The gardeners did indeed use the cottage to store equipment or their packed lunch if they worked nearby, and we usually knocked before going inside, just in case. But, despite the rain and the need for shelter, the single-room cottage was unoccupied.
“I wouldn’t be surprised if someone comes,” Vi said.
One could only hope. I wouldn’t mind seeing that new gardener again, although I was sure he wouldn’t remain once he discovered us there. A male servant confined in a small space with Lady Violet would tarnish her reputation and be cause for malicious gossip if discovered.
The fact that I worried about her reputation was laughable considering she was unlikely ever to enter Society and had no need of a reputation, either good or bad.
“They must be working farther away today,” I said.
Vi glanced out the window and hugged herself as a shudder wracked her. “The rain seems to have set in. We should start a small fire if we’re to be here awhile.” She inspected the wood box near the hearth. “There’s no kindling. Will you fetch some, Hannah?”
Pity she couldn’t set alight the thick piece of timber she removed from the box with a point of her finger. At least that would be a benefit to an affliction that made her life miserable.
I ventured out again. The wind slammed the door closed behind me and lashed my damp skirt to my legs.
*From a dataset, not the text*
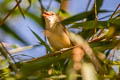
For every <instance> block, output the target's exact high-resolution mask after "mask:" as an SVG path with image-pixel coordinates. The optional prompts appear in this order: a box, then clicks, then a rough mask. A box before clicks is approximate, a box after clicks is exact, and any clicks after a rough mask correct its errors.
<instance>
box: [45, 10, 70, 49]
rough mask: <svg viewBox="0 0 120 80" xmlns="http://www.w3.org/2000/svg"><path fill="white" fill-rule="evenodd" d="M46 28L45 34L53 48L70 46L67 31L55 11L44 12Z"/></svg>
mask: <svg viewBox="0 0 120 80" xmlns="http://www.w3.org/2000/svg"><path fill="white" fill-rule="evenodd" d="M43 17H44V18H45V23H46V29H45V36H46V37H47V39H48V41H49V43H50V45H51V46H52V48H54V49H55V50H60V49H62V48H68V47H71V46H72V44H71V41H70V38H69V31H68V29H66V28H65V27H64V26H63V25H62V24H61V23H60V18H59V16H58V15H57V14H56V13H55V12H44V14H43Z"/></svg>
It tugged my hair out from beneath my hat and drove the cold needles of rain into my cheeks. The tired, drooping porch did little to protect either me or the neat stack of wood near the door. Hopefully the kindling inside the box fared better.
I bent to open the lid, but stopped when I saw something move out of the corner my eye. I turned to look. Nothing there except trees and rain. I straightened.
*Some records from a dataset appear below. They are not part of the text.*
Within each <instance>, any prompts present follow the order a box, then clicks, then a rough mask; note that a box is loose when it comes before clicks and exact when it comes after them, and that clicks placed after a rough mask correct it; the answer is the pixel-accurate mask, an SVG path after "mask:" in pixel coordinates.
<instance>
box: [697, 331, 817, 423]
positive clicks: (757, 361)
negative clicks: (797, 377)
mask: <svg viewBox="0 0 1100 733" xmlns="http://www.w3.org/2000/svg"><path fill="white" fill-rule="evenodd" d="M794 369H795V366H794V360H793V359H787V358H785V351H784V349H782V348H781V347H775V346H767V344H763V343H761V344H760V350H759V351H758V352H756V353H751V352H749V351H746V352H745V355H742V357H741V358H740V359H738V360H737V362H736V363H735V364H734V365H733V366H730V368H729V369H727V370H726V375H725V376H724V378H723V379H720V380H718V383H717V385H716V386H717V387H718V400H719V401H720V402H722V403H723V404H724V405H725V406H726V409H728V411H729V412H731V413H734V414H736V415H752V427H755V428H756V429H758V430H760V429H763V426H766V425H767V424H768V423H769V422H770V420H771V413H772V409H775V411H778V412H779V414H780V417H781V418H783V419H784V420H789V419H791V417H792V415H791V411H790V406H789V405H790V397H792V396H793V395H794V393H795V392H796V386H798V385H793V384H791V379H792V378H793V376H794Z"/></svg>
Someone grabbed me from behind. A hand holding a cloth clamped over my nose and mouth. A sweet smell swamped me and clung to the back of my throat. I tried to scream, but what little sound came out would not have reached Vi. I scrabbled at the hand, tried to pull it away, but my attacker was too strong. His other arm circled my waist, holding me against his body. I knew it was a man. No woman was built like a steel brace.
The sweet smell filled my head, my lungs, and I began to feel myself drifting into a fog. A sudden wave of panic lent me strength. I clawed at that bare hand again. The man’s breath hissed through his teeth as I peeled off some of his skin with my fingernails, but my fight was all too brief. The fog closed around me. My eyelids were too leaden to keep open.
“It’s all right, Lady Violet,” he said. His words vibrated through the back of my head, pressed into his chest. “You’ll come to no harm if you cooperate.”
I felt myself slipping away. I could no longer stand and he picked me up. I would have been able to see his face if I could only open my eyes. Yet I was not so concerned about his identity at that moment as I was about what he’d just called me.
He thought I was Vi. He might be carrying me away from her, but I could still protect her. I would not tell him he had the wrong girl.